2 files changed, 96 insertions, 7 deletions
diff --git a/tensorflow/core/grappler/optimizers/layout_optimizer.cc b/tensorflow/core/grappler/optimizers/layout_optimizer.cc
index 43dd9e193a..aef762b196 100644
--- a/tensorflow/core/grappler/optimizers/layout_optimizer.cc
+++ b/tensorflow/core/grappler/optimizers/layout_optimizer.cc
@@ -1551,13 +1551,13 @@ class SliceProcessor : public AgnosticNodeProcessor {
       : AgnosticNodeProcessor(opt_cxt) {
     // Skip the first input, which is the data to be sliced.
     start_ = 1;
-    // For StridedSlice, the last param is at index 3. Note that we can't use
-    // node_->input_size() here because there could be control inputs.

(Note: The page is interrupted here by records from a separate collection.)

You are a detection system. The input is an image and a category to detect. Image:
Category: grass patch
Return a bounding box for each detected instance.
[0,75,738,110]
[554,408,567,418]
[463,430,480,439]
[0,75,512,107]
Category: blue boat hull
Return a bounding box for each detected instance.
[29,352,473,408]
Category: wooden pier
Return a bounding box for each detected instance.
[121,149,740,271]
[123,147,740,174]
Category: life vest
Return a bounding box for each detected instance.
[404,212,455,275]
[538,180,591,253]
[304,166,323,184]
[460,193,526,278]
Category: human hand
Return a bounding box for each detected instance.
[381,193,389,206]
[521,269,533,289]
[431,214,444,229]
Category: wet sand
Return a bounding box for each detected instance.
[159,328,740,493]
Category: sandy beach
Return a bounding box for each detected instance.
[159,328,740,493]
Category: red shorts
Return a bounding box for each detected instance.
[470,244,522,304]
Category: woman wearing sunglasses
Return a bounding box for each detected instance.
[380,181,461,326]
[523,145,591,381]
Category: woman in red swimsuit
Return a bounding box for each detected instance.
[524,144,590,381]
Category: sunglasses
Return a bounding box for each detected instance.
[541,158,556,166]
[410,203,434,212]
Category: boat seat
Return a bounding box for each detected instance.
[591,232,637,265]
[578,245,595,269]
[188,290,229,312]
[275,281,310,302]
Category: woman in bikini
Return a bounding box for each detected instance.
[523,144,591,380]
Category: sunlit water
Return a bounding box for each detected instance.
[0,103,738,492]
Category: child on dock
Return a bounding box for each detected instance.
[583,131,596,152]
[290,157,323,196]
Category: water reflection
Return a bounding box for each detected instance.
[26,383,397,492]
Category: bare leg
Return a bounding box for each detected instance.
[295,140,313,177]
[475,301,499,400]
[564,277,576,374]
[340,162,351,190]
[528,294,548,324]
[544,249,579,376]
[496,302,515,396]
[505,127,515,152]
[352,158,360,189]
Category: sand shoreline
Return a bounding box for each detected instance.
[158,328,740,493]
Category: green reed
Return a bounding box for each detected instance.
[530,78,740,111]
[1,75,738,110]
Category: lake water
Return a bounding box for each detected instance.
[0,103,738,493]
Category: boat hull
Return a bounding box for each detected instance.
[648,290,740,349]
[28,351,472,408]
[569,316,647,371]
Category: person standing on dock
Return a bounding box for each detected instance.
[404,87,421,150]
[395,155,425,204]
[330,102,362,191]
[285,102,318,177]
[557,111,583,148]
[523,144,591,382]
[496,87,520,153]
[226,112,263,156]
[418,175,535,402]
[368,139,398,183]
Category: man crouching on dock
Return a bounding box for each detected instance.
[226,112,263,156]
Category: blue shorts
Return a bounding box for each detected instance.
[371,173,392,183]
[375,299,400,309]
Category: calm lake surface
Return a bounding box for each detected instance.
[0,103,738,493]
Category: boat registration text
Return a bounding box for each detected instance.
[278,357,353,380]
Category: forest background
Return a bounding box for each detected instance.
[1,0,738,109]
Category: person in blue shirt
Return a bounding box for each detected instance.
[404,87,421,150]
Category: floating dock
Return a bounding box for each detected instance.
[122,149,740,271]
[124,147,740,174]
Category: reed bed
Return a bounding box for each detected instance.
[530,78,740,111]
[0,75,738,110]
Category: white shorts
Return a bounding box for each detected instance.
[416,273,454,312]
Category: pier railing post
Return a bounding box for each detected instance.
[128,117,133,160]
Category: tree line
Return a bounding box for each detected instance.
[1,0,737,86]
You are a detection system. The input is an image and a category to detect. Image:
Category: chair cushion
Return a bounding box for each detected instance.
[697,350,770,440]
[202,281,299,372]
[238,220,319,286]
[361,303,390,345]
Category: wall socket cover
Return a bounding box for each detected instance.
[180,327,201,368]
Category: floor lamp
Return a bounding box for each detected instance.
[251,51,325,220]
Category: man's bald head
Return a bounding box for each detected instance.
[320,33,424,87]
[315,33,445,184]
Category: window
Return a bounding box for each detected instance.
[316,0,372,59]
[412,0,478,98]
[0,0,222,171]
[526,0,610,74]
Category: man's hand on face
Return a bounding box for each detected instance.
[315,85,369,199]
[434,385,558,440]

-    end_ = IsSlice(*node_) ? 2 : 3;
+    // Note that we can't use node_->input_size() here because there
+    // could be control inputs.
+    end_ = 2;
   }
 
  protected:
-  Status CustomizedProcessing() override {
+  Status ProcessInputs() {
     for (int i = start_; i <= end_; i++) {
       DataType dtype = node_->attr().at("Index").type();
       TF_RETURN_IF_ERROR(
@@ -1565,14 +1565,64 @@ class SliceProcessor : public AgnosticNodeProcessor {
     }
     return Status::OK();
   }
+
+  Status CustomizedProcessing() override { return ProcessInputs(); }
+
   int start_;
   int end_;
 };
 
-class StridedSliceGradProcessor : public SliceProcessor {
+class StridedSliceProcessor : public SliceProcessor {
  public:
-  explicit StridedSliceGradProcessor(const OptimizeContext& opt_cxt)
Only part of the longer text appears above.